Introduction to Gawk
Work in almost any programming language and you will have to write code to get the names of any files from the command line, open these files, and read their contents. For most file access, gawk let you skip these steps entirely. If you pass one or more file names on the command line, after executing the code in the BEGIN block (if present), gawk will automatically get the name from the command line, open a file, read its contents line-by-line, try to match any pattern you have defined against these lines, close the file when it is finished, and move onto the next file listed. If the input is coming from standard input (i.e., you are piping the output of another program to your gawk program), the input process is equally transparent. However, if you find that you need to handle this file input in some different manner, gawk provides you with all the tools necessary to do this.
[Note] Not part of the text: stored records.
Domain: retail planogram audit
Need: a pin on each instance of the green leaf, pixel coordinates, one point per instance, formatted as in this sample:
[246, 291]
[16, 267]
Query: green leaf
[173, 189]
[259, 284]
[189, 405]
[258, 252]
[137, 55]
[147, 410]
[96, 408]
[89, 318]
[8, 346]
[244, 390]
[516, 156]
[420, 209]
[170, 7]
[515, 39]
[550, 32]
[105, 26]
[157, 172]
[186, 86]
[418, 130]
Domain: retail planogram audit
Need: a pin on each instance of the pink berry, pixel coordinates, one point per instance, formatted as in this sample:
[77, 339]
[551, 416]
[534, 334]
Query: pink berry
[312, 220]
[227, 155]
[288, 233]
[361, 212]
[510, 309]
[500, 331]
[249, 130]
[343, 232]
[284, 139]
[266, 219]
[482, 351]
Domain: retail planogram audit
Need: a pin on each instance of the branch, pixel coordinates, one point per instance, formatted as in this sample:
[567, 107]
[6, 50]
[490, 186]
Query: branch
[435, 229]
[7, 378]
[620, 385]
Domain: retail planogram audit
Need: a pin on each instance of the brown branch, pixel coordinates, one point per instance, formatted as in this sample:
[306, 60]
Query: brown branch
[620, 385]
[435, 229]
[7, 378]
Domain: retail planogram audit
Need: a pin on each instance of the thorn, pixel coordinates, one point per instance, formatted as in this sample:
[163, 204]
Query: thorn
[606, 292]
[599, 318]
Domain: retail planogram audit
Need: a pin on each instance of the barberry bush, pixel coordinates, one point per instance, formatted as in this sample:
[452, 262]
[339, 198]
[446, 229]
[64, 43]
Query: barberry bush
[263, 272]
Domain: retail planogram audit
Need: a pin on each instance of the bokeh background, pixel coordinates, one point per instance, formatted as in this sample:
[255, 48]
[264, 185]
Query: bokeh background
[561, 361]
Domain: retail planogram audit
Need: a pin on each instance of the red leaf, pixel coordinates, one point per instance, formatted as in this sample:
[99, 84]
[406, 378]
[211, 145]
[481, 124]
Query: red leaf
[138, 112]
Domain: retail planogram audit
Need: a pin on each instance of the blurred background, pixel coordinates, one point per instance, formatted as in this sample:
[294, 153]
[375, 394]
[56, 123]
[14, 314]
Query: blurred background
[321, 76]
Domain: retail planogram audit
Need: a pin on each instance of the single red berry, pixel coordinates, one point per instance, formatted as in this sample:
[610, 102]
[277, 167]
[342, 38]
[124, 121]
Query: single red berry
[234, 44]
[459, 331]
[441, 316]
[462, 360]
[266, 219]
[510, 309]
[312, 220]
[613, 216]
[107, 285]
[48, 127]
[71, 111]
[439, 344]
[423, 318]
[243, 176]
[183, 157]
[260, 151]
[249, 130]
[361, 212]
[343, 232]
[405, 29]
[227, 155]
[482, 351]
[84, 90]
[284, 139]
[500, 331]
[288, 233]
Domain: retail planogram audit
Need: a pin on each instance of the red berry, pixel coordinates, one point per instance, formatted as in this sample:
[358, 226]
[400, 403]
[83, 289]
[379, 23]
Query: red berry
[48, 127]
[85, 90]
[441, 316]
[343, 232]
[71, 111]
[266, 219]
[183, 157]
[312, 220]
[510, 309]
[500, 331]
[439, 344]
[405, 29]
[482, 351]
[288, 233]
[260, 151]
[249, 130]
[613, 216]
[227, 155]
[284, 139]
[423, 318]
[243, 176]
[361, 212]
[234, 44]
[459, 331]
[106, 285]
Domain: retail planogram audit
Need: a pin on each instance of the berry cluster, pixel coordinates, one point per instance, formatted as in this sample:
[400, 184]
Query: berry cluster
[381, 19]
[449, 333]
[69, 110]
But for most of the file handling you will need, it is better to let gawk's input loop do the work for you.
Now that we have seen how a gawk program works the next step is to see how to make your program run. With gawk on Linux, we have three ways to do this. For those truly quick-and-dirty tasks, an entire gawk program can be written and executed on the command line, although this is really only practical for very small programs. Using our simple example from above, we can run it with the command:
gawk '/Linux/ {print}' file.txt
When running a gawk script from the command line, you must enclose the awk statements in single quotes and list any data files after the closing quote. If you need to use more that one gawk statement in an action block, simply separate each statement using the semicolon. For example, if you wanted to print each line that contained “Linux” and keep a count of how many input lines contain the pattern /Linux/ you could write
gawk '/Linux/{ print; count=count+1 }
END { print count " lines" }' file.txt
You can list any number of data files on the command line and gawk will automatically open and read them, looking for any lines which match the pattern defined.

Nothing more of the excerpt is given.